Schauen wird einfach in die Realität. Unser „Bild“ vom Hausarzt stammt aus den Nachkriegsjahren. Damals herrschte Ärztemangel, vor allem bei Fachärzten. Um die Versorgung aufrechtzuerhalten, durften Praktiker quasi alles. Und selbst in den 1980er Jahren gab es noch Landärzte, die Geburten machten. Unser Hausarzt war also sehr breit aufgestellt – und das lange Zeit zu recht.

Aber seit wenigstens zwanzig Jahren ist das anders. Die Ärztedichte ist international am höchsten, und Spitalsambulanzen liefern eine Spezialversorgungsbreite, wie sonst nirgendwo. Es ist nicht mehr nötig, dass Hausärzte „alles“ können und dürfen. Zudem hat sich die Bevölkerungsstruktur geändert. Solange die Bevölkerung „jung und gesund“ war, musste der Hausarzt anderes leisten als heute, wo zunehmend alte, und immobile Patienten zu versorgen sind.
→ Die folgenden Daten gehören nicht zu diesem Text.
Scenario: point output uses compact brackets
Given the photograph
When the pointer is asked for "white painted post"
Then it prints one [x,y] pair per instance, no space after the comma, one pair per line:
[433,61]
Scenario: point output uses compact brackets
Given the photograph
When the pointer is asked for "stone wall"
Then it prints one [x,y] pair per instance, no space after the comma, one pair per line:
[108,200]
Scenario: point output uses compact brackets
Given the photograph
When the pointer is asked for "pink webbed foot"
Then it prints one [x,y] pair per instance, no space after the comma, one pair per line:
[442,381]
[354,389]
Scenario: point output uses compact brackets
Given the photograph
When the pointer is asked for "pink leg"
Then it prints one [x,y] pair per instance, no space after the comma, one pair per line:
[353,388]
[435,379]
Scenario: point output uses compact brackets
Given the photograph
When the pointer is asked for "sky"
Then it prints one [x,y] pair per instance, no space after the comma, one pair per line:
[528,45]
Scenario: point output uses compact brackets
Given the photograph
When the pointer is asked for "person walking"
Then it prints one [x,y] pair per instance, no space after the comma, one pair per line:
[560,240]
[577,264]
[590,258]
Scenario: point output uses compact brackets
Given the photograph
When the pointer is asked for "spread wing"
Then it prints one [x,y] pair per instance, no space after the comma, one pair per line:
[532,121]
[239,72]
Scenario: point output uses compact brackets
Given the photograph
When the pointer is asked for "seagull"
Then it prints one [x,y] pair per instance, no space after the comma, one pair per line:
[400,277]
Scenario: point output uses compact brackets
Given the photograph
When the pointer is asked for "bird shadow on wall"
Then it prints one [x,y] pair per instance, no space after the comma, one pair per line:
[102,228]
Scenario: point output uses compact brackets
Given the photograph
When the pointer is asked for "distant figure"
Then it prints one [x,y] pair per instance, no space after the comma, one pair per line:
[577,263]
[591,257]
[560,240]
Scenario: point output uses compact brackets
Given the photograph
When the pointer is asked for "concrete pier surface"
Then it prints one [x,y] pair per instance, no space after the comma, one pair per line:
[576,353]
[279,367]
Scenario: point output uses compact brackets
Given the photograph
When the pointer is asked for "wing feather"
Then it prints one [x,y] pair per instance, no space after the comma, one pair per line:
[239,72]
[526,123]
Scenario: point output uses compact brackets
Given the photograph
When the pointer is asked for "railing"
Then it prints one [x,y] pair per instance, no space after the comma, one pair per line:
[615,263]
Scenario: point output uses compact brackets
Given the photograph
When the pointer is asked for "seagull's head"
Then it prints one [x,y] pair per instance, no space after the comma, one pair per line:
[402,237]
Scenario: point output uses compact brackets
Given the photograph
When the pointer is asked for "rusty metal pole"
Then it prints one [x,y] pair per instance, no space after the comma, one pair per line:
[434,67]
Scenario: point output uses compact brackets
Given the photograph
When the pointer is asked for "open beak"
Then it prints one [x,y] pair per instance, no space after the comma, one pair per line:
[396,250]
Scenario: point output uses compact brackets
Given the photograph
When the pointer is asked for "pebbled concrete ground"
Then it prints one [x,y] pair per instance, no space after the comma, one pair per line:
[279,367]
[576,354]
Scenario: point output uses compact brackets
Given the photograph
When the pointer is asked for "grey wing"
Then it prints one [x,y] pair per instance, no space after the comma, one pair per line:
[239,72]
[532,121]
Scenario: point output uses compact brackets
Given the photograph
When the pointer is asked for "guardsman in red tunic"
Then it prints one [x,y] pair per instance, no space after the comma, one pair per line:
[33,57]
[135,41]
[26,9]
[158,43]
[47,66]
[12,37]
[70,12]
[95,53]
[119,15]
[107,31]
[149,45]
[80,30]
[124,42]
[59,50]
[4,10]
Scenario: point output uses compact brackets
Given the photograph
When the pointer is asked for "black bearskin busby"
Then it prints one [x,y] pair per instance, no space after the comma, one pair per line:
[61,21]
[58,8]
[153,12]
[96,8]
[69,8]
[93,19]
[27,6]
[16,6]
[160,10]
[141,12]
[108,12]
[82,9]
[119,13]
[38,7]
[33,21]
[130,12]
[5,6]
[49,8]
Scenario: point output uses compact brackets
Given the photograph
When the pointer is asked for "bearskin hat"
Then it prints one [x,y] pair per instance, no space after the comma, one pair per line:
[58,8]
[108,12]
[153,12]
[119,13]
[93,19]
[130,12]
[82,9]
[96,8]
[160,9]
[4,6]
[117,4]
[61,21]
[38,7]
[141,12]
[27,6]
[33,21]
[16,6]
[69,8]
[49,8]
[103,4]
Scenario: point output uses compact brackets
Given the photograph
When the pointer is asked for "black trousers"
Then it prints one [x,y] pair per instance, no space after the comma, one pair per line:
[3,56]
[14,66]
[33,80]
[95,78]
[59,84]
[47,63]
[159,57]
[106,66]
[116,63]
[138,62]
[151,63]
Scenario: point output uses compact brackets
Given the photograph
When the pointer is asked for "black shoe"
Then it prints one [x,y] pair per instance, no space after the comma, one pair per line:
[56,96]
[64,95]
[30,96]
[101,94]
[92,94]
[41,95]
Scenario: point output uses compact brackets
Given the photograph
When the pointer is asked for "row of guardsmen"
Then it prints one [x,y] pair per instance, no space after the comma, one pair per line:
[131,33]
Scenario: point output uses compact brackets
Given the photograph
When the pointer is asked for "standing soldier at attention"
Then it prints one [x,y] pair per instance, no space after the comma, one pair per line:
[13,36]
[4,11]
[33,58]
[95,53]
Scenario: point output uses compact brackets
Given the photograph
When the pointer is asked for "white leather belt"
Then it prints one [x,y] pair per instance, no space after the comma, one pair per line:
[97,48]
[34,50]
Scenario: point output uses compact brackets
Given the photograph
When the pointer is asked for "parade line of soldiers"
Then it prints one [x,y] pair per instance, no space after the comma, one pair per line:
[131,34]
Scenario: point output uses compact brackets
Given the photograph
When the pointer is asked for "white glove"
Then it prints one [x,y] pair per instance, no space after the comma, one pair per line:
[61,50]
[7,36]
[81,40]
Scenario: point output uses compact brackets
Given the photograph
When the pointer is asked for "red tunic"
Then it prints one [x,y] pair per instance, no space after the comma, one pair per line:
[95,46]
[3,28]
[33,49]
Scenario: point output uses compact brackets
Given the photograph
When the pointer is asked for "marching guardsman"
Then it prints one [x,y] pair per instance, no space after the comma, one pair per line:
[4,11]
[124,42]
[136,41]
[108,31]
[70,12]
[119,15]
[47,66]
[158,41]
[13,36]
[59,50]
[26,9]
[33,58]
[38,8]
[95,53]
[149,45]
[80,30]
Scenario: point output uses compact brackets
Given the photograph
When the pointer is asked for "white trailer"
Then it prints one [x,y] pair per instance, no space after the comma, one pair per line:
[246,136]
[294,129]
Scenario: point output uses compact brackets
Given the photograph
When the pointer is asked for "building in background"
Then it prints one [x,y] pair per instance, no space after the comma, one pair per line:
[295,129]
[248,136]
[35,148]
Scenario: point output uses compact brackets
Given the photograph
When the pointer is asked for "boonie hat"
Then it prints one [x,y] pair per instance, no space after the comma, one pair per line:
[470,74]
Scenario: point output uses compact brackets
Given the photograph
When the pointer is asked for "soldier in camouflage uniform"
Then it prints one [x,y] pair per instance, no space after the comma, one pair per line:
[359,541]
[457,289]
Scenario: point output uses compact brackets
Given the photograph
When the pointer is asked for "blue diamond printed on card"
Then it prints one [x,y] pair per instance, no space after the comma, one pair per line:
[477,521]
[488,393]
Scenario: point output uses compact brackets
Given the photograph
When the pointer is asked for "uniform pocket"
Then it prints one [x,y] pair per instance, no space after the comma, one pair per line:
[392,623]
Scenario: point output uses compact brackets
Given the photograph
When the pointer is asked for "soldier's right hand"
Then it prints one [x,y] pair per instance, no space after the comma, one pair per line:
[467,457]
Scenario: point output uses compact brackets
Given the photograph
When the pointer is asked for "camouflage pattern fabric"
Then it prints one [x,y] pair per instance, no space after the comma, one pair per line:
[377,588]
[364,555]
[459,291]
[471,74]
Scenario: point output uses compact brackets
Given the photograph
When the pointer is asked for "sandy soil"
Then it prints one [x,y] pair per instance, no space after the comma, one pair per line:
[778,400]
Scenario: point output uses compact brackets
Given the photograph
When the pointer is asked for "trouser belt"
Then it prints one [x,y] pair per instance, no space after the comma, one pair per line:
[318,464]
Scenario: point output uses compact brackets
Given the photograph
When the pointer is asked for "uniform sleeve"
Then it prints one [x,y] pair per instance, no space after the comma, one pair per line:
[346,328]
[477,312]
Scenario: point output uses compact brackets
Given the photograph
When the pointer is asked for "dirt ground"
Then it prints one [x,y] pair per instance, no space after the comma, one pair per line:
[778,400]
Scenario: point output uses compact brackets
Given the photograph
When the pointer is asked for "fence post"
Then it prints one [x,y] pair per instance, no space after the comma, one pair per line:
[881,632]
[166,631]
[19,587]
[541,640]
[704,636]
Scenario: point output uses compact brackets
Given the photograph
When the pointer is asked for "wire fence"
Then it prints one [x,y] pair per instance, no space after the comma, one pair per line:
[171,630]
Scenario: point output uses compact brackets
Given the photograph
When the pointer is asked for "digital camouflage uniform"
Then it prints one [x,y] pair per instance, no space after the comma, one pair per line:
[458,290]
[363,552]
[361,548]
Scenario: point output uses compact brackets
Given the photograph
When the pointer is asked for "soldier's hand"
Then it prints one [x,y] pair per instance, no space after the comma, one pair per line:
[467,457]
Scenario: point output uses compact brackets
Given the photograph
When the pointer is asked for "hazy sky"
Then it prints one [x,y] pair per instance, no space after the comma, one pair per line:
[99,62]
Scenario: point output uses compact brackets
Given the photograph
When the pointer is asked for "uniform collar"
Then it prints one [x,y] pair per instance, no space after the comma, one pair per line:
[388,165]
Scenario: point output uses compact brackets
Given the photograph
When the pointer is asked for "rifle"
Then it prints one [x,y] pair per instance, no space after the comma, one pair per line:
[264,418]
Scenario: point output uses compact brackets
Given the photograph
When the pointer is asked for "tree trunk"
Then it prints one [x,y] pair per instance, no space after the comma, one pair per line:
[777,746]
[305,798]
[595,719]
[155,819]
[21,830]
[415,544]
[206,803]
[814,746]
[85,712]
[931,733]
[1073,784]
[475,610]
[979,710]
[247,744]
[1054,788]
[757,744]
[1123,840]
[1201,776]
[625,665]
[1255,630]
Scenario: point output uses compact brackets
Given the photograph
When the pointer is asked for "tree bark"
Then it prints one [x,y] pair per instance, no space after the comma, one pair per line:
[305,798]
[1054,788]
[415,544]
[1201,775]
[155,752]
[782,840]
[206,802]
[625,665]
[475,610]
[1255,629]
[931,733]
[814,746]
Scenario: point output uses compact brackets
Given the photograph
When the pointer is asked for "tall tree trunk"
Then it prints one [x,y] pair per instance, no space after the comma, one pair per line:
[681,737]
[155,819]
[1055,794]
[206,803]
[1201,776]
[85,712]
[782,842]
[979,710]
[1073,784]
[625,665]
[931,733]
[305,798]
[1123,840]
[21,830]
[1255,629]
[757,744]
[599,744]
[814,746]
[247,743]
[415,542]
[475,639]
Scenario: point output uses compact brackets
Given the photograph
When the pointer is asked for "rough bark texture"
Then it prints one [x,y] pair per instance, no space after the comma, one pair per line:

Kurz, das „alte“ Bild vom Hausarzt hat ausgedient. Und hier kommen wir zum Kernproblem. Die Politiker wissen einfach nicht, was sie mit dem Hausarzt noch anfangen sollen. Genau genommen, braucht man keine mehr (glaubt man!). Und aufbauend auf einem Gesetz (ASVG), dass niemand mehr versteht, und von Einzelinteressen zur Fratze verzerrt wurde, ist die Entwicklung eines „neuen“ Bildes kaum möglich.

International will man von Hausarztmodellen, dass möglichst viele gesundheitlichen Probleme vor Ort adressiert werden. Das Stichwort ist gesundheitlich – kein Wort von medizinisch, denn das wäre eine Einschränkung, die nicht funktioniert. Hausärzte (mit ihren Ordinationen) sollten niedrigschwellige Leistungen aus allen Bereichen der Gesundheitsversorgung, von Prävention bis zur Pflege, anbieten (nicht bloß koordinieren!) können, nicht nur Heilbehandlung, wie es das ASVG vorsieht.

Prävention für alte Menschen (z.B.: Heimhilfen, damit Patienten nicht wegen häuslicher Verwahrlosung krank oder zum Pflegefall werden), die eben die wichtigste Patientengruppe heute darstellen, hat mit Heilbehandlung wenig zu tun, ja selbst Rehabilitation, wenn sie darauf abzielt, alte Menschen möglichst lange in ihrer Selbstständigkeit zu unterstützen (z.B. aktivierende Pflege) ist ihr nicht zuzurechnen. Und trotzdem gehören all diese Dinge zum „Hausarzt“, wie er sein sollte. Aber genau dort besteht ein Kompetenzwirrwarr zwischen Gemeinden, Länder, verschiedenen Ministerien, Kassen und wer weiß wem sonst noch. Dass hier ein Hausarzt wirklich steuernd eingreifen kann, setzte eine Strukturreform voraus.

Der Erfolg eines Hausarztmodells wird u.a. daran gemessen, ob unnötige Spitalsaufenthalte und Facharztüberweisungen weniger werden. Damit werden die Interessen der Länder und Fachärzte direkt betroffen – Einsparungen könnten zu ihren Lasten gehen. Es ist schwer vorstellbar, dass das dem Hausarzt in der Realität „erlaubt“ würde – ohne Strukturreform.

Will man also wirklich Hausarztmodelle, muss man das System umbauen – alles andere wäre eine „österreichische“ Lösung!

Dieser Artikel wurde im Juli 2010 in ähnlicher Form in der Wiener Zeitung veröffentlicht.